En février 2004, le Conseil emploi revenus et cohésion sociale (Cerc), présidé par Jacques Delors, avait établi qu'un million de moins de 18 ans vivaient sous le seuil de pauvreté en France, soit près de 8% de l'ensemble des enfants. Après la Conférence de la famille 2004 consacrée à l'adolescence, le gouvernement a retenu le thème des familles fragiles pour la conférence de cette année, dont la date au printemps doit être fixée par le Premier ministre.
Le président d'Emmaüs, Martin Hirsch, qui a supervisé les travaux de la commission devrait plaider auprès du ministre pour un engagement collectif : sa commission veut "voir comment on peut proposer des objectifs qui soient ambitieux et qui engagent l'Etat, les collectivités locales, les partenaires sociaux et les associations, même s'il y a une responsabilité particulière de l'Etat", avait-il indiqué en mars.

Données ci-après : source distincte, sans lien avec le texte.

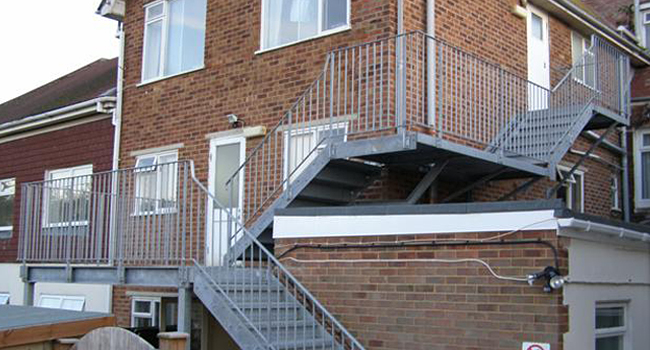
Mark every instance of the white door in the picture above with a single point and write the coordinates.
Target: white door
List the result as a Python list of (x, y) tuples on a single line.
[(539, 67), (226, 155)]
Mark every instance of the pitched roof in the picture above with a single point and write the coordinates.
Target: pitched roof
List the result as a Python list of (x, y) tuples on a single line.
[(94, 80)]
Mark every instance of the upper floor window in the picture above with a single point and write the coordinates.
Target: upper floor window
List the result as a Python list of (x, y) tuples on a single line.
[(174, 37), (611, 328), (7, 193), (289, 21), (572, 192), (646, 30), (582, 59), (155, 184), (64, 302), (67, 196), (642, 168)]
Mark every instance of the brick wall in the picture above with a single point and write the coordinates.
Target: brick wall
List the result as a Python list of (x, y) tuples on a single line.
[(27, 160), (431, 305)]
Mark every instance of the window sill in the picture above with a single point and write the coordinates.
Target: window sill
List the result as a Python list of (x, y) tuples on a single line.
[(321, 35), (155, 80)]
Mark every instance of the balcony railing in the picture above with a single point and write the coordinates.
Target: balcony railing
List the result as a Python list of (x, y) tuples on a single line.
[(387, 86)]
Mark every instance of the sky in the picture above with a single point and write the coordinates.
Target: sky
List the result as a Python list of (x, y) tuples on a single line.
[(42, 40)]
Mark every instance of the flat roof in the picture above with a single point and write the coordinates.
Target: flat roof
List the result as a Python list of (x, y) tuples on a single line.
[(14, 316)]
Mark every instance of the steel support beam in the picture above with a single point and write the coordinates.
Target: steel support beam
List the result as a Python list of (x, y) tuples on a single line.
[(582, 159), (185, 312), (426, 182), (480, 182), (526, 185)]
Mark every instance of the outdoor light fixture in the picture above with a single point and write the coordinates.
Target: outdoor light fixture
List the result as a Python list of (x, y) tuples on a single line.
[(234, 120), (554, 280)]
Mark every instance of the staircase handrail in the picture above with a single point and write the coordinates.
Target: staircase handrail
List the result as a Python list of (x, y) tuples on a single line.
[(268, 255)]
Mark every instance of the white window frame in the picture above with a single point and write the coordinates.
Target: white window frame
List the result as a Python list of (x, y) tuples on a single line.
[(48, 177), (614, 331), (615, 188), (572, 182), (585, 45), (645, 18), (153, 314), (320, 32), (639, 149), (8, 188), (158, 194), (164, 39), (62, 298)]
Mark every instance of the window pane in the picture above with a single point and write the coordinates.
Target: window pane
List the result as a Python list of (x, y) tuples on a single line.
[(142, 306), (645, 173), (537, 27), (6, 210), (154, 11), (72, 304), (335, 14), (140, 322), (610, 317), (610, 343), (290, 20), (185, 47), (152, 47), (227, 162), (50, 302)]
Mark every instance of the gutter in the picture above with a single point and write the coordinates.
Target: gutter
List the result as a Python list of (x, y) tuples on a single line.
[(97, 105), (614, 231), (607, 32)]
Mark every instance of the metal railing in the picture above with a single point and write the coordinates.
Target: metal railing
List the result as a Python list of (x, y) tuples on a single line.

Au Royaume-Uni, le Premier ministre Tony Blair s'est engagé en 1998 à éradiquer la pauvreté des enfants en une génération, avec des résultats reconnaissait l'OCDE le 1er mars.
Quinze résolutions
Dans ce document, la commission plaide également pour mieux "combiner les revenus du travail et les revenus de la solidarité", constatant qu'"un allocataire du RMI perd souvent de l'argent quand il reprend un emploi". Face à cela, elle propose la création d'une nouvelle prestation, le "revenu de solidarité active" (RSA), qui permettrait de cumuler revenus du travail, prestations sociales types RMI, et aides fiscales type prime pour l'emploi. Le montant des prestations sociales serait cependant diminué en fonction des revenus tirés du travail.
Au total, la commission avance 15 résolutions, dont la "création d'un service public de l'accueil des jeunes enfants", "éradiquer le saturnisme et réhabiliter les logements indignes" ou encore "faire des familles modestes une priorité de la politique nutritionnelle". "Les déséquilibres de l'alimentation, du tabac et l'alcool sont des facteurs de risque auxquels sont plus exposées les familles les plus modestes et qui contribuent à l'écart dans l'espérance de vie et la qualité de vie", note la commission. Autour de Martin Hirsch ont travaillé des syndicalistes, des personnes qualifiées comme la Défenseure des enfants Claire Brisset ou des associatifs.